Readers tell me they think the single most important aspect of a book is the ending. A woman at a Left Coast Crime Convention said, "If the author doesn't get the ending just right, it doesn't matter how good the rest of the book was. It's still ruined for me."
So I work hard at my endings. No exaggeration to say I rewrite them fifty, seventy-five, a hundred times. I may change the whole thing, or just one word. I may reinstate an earlier version, then go back to a different earlier version. I move phrases and sentences around. Square One and I get to know each other very well.
The moral and ethical questions in my upcoming book, A PERILOUS CONCEPTION, are complex, and I struggled to bring the action to a...no, to the proper close. I've never put more effort into the final chapter of a book. As I worked late one afternoon, adding, deleting, revising, I glanced out the window into the sunset. It had been a typical Seattle January day, cloudy, drizzly, damp. In a word, bleak. I was anticipating one of those typical January sunsets, where the sun, absent all day, would go down without notice, leaving us to the gathering darkness. Like the last page of a Patricia Highsmith novel.

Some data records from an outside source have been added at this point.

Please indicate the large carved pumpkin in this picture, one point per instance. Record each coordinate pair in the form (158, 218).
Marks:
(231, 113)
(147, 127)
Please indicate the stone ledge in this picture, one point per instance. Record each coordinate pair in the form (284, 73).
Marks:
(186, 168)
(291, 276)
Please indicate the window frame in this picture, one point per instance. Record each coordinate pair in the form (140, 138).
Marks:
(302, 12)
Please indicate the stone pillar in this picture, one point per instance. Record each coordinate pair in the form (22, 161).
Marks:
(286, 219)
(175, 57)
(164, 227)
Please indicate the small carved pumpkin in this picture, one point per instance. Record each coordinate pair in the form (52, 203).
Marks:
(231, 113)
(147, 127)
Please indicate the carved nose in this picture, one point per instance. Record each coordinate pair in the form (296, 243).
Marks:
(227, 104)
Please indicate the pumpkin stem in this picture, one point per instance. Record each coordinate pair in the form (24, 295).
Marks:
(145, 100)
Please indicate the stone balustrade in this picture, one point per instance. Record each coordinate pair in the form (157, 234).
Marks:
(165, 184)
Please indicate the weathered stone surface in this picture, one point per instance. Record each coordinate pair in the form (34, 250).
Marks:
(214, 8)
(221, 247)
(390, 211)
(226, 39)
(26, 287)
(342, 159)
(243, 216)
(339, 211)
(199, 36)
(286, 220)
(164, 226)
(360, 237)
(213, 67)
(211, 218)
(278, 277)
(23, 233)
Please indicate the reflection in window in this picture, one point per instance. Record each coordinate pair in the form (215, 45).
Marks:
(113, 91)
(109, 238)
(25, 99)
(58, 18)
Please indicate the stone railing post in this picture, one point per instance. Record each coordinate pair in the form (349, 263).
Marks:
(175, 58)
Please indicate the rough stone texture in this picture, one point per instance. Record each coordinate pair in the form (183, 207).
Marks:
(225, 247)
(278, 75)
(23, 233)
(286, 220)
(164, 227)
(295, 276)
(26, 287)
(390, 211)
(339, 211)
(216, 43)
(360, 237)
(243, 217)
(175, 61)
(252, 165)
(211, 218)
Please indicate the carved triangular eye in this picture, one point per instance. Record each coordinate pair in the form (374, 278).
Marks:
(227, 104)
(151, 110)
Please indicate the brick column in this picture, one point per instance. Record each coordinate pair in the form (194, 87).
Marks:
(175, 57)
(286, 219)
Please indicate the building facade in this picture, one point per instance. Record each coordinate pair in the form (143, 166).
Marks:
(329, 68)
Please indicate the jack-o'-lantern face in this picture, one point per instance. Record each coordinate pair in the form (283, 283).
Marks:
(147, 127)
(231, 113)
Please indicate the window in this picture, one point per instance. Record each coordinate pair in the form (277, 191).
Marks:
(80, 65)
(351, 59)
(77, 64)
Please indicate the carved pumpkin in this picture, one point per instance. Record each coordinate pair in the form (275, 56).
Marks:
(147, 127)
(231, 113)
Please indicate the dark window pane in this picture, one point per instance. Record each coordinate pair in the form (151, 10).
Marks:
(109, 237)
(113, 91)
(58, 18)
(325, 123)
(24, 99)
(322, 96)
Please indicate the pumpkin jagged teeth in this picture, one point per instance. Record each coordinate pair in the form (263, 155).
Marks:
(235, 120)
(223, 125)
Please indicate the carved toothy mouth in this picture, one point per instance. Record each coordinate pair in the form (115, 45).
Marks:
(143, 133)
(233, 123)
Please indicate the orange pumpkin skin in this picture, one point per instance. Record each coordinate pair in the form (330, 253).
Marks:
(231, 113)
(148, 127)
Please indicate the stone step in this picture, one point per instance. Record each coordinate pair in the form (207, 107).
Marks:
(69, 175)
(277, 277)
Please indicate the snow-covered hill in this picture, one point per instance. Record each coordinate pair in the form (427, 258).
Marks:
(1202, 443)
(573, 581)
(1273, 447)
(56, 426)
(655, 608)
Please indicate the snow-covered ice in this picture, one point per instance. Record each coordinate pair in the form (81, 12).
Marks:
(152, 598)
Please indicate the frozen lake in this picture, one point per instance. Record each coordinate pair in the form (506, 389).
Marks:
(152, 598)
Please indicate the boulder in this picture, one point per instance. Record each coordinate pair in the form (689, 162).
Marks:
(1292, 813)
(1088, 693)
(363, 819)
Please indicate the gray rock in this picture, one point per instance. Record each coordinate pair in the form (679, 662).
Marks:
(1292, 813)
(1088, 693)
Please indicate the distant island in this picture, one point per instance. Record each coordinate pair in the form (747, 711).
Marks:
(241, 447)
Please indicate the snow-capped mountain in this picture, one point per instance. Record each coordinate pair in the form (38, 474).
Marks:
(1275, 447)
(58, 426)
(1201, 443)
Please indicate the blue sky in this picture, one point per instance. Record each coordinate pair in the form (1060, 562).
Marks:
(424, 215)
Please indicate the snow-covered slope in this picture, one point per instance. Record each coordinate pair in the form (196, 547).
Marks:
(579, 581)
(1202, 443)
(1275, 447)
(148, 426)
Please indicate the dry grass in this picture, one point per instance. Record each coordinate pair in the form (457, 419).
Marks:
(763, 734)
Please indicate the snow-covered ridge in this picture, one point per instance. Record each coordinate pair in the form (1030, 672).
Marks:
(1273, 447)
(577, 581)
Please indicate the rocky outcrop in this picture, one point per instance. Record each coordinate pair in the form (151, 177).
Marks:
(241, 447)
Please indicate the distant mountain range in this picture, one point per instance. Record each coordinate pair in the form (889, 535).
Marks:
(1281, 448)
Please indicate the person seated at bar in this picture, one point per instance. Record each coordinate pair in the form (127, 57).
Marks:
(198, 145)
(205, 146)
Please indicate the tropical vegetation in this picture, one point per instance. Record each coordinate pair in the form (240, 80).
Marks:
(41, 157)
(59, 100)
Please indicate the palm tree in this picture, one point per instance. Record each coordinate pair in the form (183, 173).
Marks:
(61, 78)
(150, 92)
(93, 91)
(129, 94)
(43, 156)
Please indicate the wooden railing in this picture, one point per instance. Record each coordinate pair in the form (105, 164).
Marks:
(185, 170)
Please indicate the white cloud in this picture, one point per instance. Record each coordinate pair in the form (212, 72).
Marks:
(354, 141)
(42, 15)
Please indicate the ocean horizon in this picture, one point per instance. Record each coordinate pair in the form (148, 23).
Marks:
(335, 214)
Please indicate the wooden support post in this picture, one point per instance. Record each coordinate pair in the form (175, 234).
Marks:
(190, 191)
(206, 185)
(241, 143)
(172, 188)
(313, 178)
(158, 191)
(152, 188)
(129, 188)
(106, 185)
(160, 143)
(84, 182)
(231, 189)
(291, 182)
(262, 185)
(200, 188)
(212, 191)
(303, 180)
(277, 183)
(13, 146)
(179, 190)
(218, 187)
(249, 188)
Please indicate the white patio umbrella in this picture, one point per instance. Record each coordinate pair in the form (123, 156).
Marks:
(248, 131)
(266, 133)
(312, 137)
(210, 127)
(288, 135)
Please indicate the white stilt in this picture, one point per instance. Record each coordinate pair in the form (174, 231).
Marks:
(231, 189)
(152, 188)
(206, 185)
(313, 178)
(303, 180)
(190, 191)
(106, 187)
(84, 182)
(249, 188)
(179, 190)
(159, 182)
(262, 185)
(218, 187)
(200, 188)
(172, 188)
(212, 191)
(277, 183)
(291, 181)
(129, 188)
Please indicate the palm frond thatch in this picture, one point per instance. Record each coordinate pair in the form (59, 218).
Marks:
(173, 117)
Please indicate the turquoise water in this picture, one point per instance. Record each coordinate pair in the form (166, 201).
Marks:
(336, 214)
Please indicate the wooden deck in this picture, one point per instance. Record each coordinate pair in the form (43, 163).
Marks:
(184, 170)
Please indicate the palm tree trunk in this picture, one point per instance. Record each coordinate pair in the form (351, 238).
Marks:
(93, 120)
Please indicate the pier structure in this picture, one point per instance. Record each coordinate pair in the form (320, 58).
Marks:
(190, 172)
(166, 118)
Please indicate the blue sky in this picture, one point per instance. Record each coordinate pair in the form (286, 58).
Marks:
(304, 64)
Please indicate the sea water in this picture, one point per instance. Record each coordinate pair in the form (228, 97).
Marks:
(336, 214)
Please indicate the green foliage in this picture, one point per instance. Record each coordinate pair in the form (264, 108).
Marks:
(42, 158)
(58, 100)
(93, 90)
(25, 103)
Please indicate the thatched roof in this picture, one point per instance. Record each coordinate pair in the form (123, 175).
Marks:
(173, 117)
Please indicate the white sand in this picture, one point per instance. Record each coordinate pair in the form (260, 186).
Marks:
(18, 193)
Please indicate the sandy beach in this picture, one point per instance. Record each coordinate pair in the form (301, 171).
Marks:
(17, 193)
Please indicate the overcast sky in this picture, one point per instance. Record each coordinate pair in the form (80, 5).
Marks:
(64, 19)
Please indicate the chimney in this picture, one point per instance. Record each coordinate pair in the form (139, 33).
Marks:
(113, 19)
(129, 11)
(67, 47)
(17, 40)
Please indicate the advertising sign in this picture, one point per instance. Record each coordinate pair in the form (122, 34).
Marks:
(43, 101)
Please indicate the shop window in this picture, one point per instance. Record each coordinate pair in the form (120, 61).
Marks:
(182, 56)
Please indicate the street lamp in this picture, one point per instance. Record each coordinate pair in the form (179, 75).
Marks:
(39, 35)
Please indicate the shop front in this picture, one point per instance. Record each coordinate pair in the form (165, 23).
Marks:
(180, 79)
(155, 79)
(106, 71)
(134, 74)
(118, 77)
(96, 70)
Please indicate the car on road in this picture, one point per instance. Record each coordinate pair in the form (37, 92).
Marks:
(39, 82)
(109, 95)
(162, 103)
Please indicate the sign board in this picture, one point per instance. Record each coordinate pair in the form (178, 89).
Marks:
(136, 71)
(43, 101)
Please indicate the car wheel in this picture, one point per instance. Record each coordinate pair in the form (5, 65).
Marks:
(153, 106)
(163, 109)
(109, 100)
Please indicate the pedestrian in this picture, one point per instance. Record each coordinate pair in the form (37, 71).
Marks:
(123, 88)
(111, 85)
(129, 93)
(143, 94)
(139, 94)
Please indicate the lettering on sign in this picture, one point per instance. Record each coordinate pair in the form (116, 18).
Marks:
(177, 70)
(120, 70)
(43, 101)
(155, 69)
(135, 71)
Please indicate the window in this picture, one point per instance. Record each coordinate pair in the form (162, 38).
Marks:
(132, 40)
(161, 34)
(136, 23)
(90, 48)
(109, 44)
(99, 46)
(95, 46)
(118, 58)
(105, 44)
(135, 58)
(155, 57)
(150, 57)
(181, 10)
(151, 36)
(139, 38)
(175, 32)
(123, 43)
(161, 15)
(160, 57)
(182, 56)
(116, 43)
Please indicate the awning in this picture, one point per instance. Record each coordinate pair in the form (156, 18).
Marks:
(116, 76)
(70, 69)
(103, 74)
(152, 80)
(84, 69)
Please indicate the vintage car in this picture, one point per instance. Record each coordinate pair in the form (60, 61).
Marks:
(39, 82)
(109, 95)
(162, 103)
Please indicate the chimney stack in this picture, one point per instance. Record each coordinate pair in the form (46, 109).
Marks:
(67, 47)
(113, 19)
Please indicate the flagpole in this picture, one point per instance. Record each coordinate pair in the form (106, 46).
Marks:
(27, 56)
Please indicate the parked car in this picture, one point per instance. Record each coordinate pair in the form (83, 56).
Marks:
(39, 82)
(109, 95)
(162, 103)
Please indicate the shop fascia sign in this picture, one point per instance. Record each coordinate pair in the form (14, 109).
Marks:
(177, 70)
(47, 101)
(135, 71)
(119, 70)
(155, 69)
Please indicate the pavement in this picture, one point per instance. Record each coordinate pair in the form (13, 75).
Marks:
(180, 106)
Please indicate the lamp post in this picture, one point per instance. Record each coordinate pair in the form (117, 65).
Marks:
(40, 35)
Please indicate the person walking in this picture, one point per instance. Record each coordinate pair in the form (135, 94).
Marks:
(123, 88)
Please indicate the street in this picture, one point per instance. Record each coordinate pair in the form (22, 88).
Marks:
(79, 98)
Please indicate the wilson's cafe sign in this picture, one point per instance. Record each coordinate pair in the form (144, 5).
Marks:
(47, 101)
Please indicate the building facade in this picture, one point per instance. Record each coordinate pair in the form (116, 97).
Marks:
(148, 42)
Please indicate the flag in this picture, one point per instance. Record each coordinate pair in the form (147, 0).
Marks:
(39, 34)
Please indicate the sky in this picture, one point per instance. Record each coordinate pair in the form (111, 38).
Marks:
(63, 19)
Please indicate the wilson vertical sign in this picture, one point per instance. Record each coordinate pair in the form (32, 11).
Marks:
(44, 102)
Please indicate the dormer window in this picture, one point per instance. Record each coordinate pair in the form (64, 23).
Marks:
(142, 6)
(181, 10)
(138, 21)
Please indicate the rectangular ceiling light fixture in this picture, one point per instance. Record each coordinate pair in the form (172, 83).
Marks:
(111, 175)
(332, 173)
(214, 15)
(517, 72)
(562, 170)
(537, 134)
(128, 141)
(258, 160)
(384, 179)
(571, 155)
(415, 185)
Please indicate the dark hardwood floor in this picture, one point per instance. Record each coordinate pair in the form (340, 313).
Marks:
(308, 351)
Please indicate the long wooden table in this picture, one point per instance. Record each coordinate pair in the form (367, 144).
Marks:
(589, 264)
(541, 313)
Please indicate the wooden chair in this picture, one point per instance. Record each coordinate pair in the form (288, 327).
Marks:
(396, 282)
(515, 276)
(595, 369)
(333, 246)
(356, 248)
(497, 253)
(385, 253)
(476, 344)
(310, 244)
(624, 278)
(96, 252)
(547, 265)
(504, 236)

But just as the sun approached the horizon, it broke through the clouds and lit the sky, forming a magnificent pattern of brilliant orange and lustrous salmon-pink over ever-shifting streaks of gray. That brief blaze seemed to redeem the whole dreary day. Much more impressive, even, than those sunsets in July, when the flaming sun suddenly drops out of a cloudless sky to vanish behind the Olympic Mountains. All's well that ends well. Like the final number of a stage musical.
A low-note Highsmith ending wouldn't do, I thought. Not for A PERILOUS CONCEPTION, and probably not for any book I'd write. But neither would a stage-musical finale ring true for this story. My protagonist had done seriously wrong (if at least partially for good reasons), and he couldn't march, smiling, out of the novel. There would be sunshine at the end, but it would need to be filtered through carefully-laid out cloud cover, just so, such that when readers would close the back cover of the book, they'd smile, and say, "Yeah."
I think I finally got it right. I hope I did.